A long-vacant, 460-acre piece of Chicago’s South Side lakefront cleared one of its first hurdles toward a development that 7th Ward Alderman Sandi Jackson’s chief of staff, Bonita Parker, called “sorely needed” for the South Shore neighborhood.

The huge plot of land, centered around 83rd Street and South Shore Drive, has been abandoned since U.S. Steel demolished its last South Works plant building housed there in 1992, putting thousands out of work. Now a joint venture between McCaffery Interests, Inc. and U.S. Steel, called Chicago Lakeside Development, LLC, is trying to bring a $4 billion construction project to a space between Calumet and Rainbow Beach Park.

McCaffery Interests is a Chicago-based company that specializes in development and investment in “underperforming urban real estate.”

On April 15, the plan received approval from Chicago’s Plan Commission, with support from area Aldermen Jackson and John Pope (10th Ward). The decision by the commission gave the “Chicago Lakeside Development Master Plan” a planned development ordinance, providing the company with the necessary land use entitlements to proceed.
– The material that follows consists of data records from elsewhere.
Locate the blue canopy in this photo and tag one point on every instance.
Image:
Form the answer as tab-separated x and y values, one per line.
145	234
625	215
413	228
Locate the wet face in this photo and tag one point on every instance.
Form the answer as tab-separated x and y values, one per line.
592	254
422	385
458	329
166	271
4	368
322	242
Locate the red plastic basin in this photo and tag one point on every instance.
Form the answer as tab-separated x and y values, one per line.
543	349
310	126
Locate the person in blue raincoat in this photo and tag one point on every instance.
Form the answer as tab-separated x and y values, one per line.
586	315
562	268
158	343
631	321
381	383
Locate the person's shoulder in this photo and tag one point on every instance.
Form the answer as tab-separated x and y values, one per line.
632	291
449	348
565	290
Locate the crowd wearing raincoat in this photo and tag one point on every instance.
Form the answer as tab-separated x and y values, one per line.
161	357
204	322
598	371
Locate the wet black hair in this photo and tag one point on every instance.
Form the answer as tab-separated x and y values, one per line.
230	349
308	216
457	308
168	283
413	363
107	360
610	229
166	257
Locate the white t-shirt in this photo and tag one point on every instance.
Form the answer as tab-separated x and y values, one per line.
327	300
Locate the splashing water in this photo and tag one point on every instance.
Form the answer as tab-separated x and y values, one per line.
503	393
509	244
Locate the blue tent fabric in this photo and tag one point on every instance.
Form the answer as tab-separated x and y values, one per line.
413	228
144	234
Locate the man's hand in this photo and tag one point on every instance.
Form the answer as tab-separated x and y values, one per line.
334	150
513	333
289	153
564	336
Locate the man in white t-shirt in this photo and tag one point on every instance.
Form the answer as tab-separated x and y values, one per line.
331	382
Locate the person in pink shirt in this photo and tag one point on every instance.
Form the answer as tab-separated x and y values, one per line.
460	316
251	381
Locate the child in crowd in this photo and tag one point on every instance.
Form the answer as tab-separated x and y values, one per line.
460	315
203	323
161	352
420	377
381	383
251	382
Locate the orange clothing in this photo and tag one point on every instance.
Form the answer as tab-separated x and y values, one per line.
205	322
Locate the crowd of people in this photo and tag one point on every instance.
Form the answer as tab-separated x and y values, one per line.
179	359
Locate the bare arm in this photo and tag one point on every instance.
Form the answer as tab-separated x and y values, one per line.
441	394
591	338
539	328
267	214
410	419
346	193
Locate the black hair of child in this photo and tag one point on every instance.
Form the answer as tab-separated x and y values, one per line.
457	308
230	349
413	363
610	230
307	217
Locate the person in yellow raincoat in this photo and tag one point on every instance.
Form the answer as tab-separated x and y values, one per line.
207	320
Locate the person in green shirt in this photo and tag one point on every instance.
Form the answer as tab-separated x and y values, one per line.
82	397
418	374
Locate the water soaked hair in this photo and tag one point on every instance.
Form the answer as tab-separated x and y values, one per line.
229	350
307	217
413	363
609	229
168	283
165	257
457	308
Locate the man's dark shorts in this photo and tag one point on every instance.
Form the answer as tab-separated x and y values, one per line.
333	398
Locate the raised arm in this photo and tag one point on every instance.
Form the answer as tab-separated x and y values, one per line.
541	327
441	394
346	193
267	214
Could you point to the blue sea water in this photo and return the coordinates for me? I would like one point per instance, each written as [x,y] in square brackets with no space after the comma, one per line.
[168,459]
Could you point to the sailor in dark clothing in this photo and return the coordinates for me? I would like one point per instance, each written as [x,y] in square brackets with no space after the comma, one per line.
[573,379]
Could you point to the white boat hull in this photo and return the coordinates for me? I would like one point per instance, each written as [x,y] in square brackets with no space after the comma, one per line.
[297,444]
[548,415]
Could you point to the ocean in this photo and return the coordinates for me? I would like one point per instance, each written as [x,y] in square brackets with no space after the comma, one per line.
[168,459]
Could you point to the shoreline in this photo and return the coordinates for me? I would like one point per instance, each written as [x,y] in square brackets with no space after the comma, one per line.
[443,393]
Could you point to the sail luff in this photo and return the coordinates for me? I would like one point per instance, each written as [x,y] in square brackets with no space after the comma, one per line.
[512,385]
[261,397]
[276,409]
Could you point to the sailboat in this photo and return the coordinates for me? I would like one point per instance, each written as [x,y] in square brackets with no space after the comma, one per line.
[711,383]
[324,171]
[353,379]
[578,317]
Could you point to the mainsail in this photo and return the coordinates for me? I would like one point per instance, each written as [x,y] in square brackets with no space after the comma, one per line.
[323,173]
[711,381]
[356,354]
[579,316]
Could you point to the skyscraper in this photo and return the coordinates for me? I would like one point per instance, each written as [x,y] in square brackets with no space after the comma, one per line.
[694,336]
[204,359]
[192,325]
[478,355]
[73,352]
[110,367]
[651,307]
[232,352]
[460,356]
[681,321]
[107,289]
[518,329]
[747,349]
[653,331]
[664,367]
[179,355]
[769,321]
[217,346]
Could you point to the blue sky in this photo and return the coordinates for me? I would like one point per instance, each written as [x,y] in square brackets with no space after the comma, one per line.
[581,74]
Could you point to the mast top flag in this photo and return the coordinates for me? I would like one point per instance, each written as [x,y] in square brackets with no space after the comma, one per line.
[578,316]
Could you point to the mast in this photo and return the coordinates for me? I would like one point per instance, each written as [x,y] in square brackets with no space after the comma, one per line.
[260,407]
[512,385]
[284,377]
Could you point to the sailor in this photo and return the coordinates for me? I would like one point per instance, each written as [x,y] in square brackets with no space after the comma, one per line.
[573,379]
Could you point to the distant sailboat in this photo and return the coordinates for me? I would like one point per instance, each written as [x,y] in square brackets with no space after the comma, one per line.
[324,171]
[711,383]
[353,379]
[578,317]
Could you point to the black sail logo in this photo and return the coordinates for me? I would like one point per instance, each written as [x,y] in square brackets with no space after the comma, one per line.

“The area of the property is as big as the Loop area, it’s just huge,” said Pope’s Chief of Staff Sue Loncar. “It has been vacant for quite some time.”

While the planned development is a joint venture between two private companies, it depends on the cooperation of the city of Chicago. The project will need $450 million in new public infrastructure, including new public transportation, a new public high school, city parks and the rerouting of Lake Shore Drive.

Loncar said she believes the rerouting of the highway will be one of the most important elements of the proposed development.

“That’s going to benefit the neighborhood,” she said. “That [new] route would bring Lake Shore Drive and South Shore Drive into the neighborhood.”

The needed infrastructure will be paid for by a recently created Tax Increment Financing District in the South Shore neighborhood. Tax increment financing is a method of funding development in the city that freezes the amount city and county services can receive from property taxes in an area for 23 years, then diverts any revenue from new development or increases in home values into a fund overseen by the city.

On March 10, Mayor Richard M. Daley introduced, and the City Council approved, the creation of the Chicago Lakeside Development Tax Increment Financing District in the South Shore neighborhood. The new TIF district will siphon money from property taxes of residents and use it in the lakeside development “as a way to revitalize residential and commercial investment in the South Shore community,” according to the mayor’s proposal.

That money is essential to the development’s success, according to the project’s manager Nasutsa Mabwa.

“We will be using Tax Increment Financing to do Phase One infrastructure work, and that’s why they’re our partner,” Mabwa said. “I think if there’s a reason to use TIF, this would be the best posterchild for the real true nature of TIF in an area that has … a void from the steel industry ceasing there.”

Phase One is slated to begin in 2012. Until then, McCaffery will be doing “marketing,” according to Mabwa, trying to sell or lease the planned 800,000 square feet of retail, restaurant, entertainment venues and residential units. The first phase will be built on a 76-acre plot of land in the development’s northwest corner.

According to Mabwa, the development has received nothing but support from South Shore residents during community meetings held in the area. But Loncar said residents have had some “serious questions” about the development, including how tall the buildings will be and how long the project will take. McCaffery estimates the entire construction will take 25 to 40 years.

The final result will be a massive change to the area, adding 125 acres of public land; 13,575 new homes; 17,500 square feet of retail and commercial space and miles of lakefront access.